MBNA Canada Bank mailed notices to credit card holders last week, notifying them that the country’s No. 1 issuer of MasterCard will be changing the way it calculates minimum monthly payments. Other card companies are doing the same, in accordance with new federal regulations aimed at greater transparency for consumers.

As an example, MBNA cited an account balance that would have required a minimum payment of $185 in the past; as of August, that required payment will rise to $307, an increase of 66 per cent. A higher payment would reduce interest costs, MBNA noted, adding that it would also “help you pay off your balance faster.”

We now have detected yet another coughing canary in the exemplary Canadian coal mine. Exploiting low interest rates, Canadian households have taken on record personal debt ($1.4-trillion) – more than doubling it in the past decade to now equaling more than $40,000 for every man, woman and child in the country. This is the highest household debt in 20 of the most advanced economies of the Western democracies. More ominously, however inevitably, the number of Canadian households filing for bankruptcy (or taking alternative emergency measures) has also set a record. By year’s end 2009, more than 150,000 families were economic wrecks (up by 30,000 families from year’s end 2008).

Household debt includes mortgages, bank loans and credit cards.

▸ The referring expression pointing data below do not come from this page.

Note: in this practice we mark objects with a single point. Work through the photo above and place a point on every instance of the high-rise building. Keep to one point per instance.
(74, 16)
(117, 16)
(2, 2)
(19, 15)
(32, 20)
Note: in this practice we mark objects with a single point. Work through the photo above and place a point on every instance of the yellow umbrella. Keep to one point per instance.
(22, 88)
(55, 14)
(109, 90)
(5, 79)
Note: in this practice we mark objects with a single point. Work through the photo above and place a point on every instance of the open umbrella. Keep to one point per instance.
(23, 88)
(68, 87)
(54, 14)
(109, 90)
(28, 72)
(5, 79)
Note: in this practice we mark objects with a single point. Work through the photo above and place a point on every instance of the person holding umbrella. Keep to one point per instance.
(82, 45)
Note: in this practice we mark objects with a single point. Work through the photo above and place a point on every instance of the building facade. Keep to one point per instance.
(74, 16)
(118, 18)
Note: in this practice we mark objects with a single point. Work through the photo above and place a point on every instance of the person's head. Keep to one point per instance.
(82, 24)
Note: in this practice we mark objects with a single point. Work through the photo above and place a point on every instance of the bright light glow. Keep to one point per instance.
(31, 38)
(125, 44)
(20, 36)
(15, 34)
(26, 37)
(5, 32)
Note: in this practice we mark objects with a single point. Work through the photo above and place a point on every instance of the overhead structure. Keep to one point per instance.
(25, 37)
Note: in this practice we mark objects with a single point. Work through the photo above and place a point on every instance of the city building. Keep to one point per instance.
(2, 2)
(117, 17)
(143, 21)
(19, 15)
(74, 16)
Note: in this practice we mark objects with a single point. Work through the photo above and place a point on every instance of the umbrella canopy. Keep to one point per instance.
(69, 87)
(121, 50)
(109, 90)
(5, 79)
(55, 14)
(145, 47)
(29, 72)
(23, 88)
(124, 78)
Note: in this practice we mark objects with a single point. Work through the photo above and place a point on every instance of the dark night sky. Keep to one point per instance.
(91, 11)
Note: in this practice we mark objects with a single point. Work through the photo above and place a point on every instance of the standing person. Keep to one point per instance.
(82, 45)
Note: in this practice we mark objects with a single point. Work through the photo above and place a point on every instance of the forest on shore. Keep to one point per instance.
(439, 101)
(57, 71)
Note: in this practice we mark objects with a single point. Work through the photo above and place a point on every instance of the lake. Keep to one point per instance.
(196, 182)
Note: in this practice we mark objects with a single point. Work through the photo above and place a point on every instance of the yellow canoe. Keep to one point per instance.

On the country’s huge increase in mortgage debt, the relevant experts are divided: On one hand, homeowners are apparently comfortable with it; on the other hand, Bank of Canada Governor Mark Carney not so much. As always, time will tell.

Credit card debt is another matter altogether. The number of credit cards written off as bad loans – on an industry-wide basis – fell marginally in April (from 6.9 per cent to 6.8 per cent). The optimism generated by this modest good news was, as Report on Business’s Andrew Willis noted last week, a factor in the Royal Bank of Canada’s off-loading of $1.2-billion in credit card debt to presumably astute investors.

But according to Deloitte Canada, in an April report, the credit card industry has averted calamity by the skin of its teeth. The industry, the accounting company said, “has been transformed from one of the most profitable areas of lending to one of the least.”

The industry’s narrow escape, Deloitte said, means that things will have to change – from strategic revision of business practices and operating models – to exits, by some companies, from the business. Deloitte attributed the crisis to a “perfect storm” of causes: “record net losses driven by increased debt and rising consumer bankruptcies, [which have] occurred at a time of increased government regulation.”

Canadians hold 72 million credit cards and 37 million debit cards. Credit card debt stands at $72-billion. How are card holders doing in making their minimum monthly payment? From year’s end 2008 through year’s end 2009, the number of delinquent credit card holders (with payments in arrears by 90 days) increased by 50 per cent. These tardy card holders won’t all default, of course; but, assuming that MBNA’s higher-payments strategy extends through the industry, more of them certainly would. On the margin – and millions of Canadians live close to it – people who have trouble with a payment of $185 will have more trouble with a payment of $307.


It isn’t only consumers with accumulated credit card debt who need to take note of credit card companies’ move away from the traditional easy-money approach to unsecured lending. Mr. Carney might take note, too. Higher monthly credit card payments are the economic equivalent of a broker’s higher margin requirements. It is an economic tightening that puts a brake on economic transactions. From Mr. Carney’s perspective, it’s another stubborn signal of deflation, because it’s inherently deflationary to curtail lending.

Banks make money in two ways: by charging fees and by collecting interest. In its letter to card holders, MBNA notes that the raising of the minimum monthly payment would decrease the amount of interest it collects. The maneuver is also defensive; in effect, it shifts the risk from itself to its customers.

There’s more of this sort of thing to come in the next few months. In July, Ontario and British Columbia introduce a wide range of (HST) tax increases that must be paid, at point of purchase, from people’s disposable personal incomes. Other provinces are raising a range of other taxes. As the conservative think tank Fraser Institute noted last month, the average Canadian household already pays more in taxes than it pays for food, clothing and housing combined. Alas, the Canadian household – or, at least, the Canadian private sector, working-class household – is pretty much a spent force.